According to our strategy developed for the VUS classification of GBA1 variants, where we assign the pathogenicity based on the REVEL, the CADD and the dbscSNV scores, as well as the presence or absence of the variants in the patients. We propose to subclassify the VUS p.Y61H, p.L213P, p.A215D, and p.R434C as probably pathogenic severe variants (Supplementary Table 7). The variant p.L213P changes the leucine into proline, which is known to be the “helix breaker” amino acid that induces a bend into the protein structure13 (Supplementary Fig. 1). The p.L213P and p.A215D variants are in the catalytic site of the enzyme in the triose-phosphate isomerase (TIM) barrel structure. The p.Y61H variant (Fig. 4a) is located next to the residue position of the known severe variant p.C62W, and the patient carrying this variant had an AAO of 38 years, indicating an early-onset, probably severe form of PD. This patient has a family history of PD and reported that the paternal uncle and aunt were diagnosed with PD at the ages of 60 and 70, respectively. The p.R434C variant is close to a known severe (p.V433L) and mild (p.W432R, p.N435T) PD variants in the 3D structure. We compared the clinical scores obtained from carriers of known severe variants with the four carriers of probable severe VUS (p.Y61H, p.L213P, p.A215D, and p.R434C) (Supplementary Table 7). The z-score was used to determine the number of SD deviations from the mean for each clinical score. We observed that the PD patient carrying the p.L213P variant had a z-score that was significantly different for MDS-UPDRS II (z-score = 3.05) and MDS-UPDRS III (z-score = 2.94) confirming its classification as a severe variant.
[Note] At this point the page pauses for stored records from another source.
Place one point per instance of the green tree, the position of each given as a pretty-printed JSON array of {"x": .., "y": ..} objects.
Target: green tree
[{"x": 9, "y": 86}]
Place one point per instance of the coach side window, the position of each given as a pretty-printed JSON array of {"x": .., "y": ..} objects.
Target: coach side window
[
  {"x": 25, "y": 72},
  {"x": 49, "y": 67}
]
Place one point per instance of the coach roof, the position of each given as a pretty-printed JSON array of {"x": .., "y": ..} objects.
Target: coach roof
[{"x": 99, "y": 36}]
We propose to subclassify the variants p.H529R and p.R534C as probably mild variants, as they are both found only in PD patients. The variants p.K13R, p.R78C, p.E427K, and p.A495P are subclassified as probable risk variants. The variant p.K13R is located in the signal peptide region. The variant p.R78C was annotated as “PD susceptibility” in HGMD with deleterious impact in CADD. The variant p.E427K was annotated as associated to “parkinsonism” in ClinVar and “reduced activity” in HGMD. We propose to classify the variant p.A97G as probably benign because it is localized in a coil-bend structure and is not close to any known pathogenic variants.
The synonymous variant p.T408T was found in two cases and one healthy control individual. Two established splice-site prediction scores (dbscSNV: ada_score 0.9797 and rf_score 0.85) agreed in their prediction that the variant is likely to affect splicing. HGMD classified the variant as disease mutation (DM) (Supplementary Table 4). Therefore, we propose to classify the variant as a risk variant.
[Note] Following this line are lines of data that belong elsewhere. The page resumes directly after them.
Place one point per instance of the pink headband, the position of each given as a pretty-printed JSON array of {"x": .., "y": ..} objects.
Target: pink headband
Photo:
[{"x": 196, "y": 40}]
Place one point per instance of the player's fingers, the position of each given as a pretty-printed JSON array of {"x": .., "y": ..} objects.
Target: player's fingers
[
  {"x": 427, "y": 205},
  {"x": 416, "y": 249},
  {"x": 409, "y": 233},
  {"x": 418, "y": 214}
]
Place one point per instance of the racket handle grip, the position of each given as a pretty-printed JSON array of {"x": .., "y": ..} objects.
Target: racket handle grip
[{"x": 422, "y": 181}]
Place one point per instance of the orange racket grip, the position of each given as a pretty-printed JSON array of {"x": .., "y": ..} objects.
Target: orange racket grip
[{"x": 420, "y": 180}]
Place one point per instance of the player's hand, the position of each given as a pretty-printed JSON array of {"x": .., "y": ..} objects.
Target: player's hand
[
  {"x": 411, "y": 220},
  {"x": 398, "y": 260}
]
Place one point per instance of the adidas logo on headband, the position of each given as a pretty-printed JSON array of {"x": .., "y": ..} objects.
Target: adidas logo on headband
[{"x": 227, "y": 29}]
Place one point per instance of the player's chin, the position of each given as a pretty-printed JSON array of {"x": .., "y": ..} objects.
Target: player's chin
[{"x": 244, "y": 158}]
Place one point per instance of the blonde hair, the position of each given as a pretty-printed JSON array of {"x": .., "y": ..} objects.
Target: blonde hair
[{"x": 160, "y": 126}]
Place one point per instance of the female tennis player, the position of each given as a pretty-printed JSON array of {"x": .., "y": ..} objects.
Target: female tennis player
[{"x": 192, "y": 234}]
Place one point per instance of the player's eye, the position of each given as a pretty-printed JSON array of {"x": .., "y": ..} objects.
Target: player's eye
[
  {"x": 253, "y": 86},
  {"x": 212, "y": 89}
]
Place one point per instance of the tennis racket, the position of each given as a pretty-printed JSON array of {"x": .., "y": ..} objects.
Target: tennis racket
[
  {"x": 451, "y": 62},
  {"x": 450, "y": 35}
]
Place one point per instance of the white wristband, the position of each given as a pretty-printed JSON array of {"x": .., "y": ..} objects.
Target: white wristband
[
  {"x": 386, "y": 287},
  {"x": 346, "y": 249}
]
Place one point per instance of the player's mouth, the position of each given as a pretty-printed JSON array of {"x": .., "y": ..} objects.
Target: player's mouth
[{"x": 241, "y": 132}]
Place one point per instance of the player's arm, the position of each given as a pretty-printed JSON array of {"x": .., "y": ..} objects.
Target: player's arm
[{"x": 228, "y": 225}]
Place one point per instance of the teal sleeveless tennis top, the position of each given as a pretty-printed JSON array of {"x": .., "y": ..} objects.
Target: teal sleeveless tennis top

Overall, we propose to classify four VUS variants as probably severe pathogenic variants (p.Y61H, p.L213P, p.A215D, and p.R434C), two as probably mild pathogenic variants (p.H529R and p.R534C), five as probably pathogenic risk variants (p.K13R, p.R78C, p.E427K, p.A495P, and p.T408T) and one as probably benign variants (p.A97G) (Fig. 4b).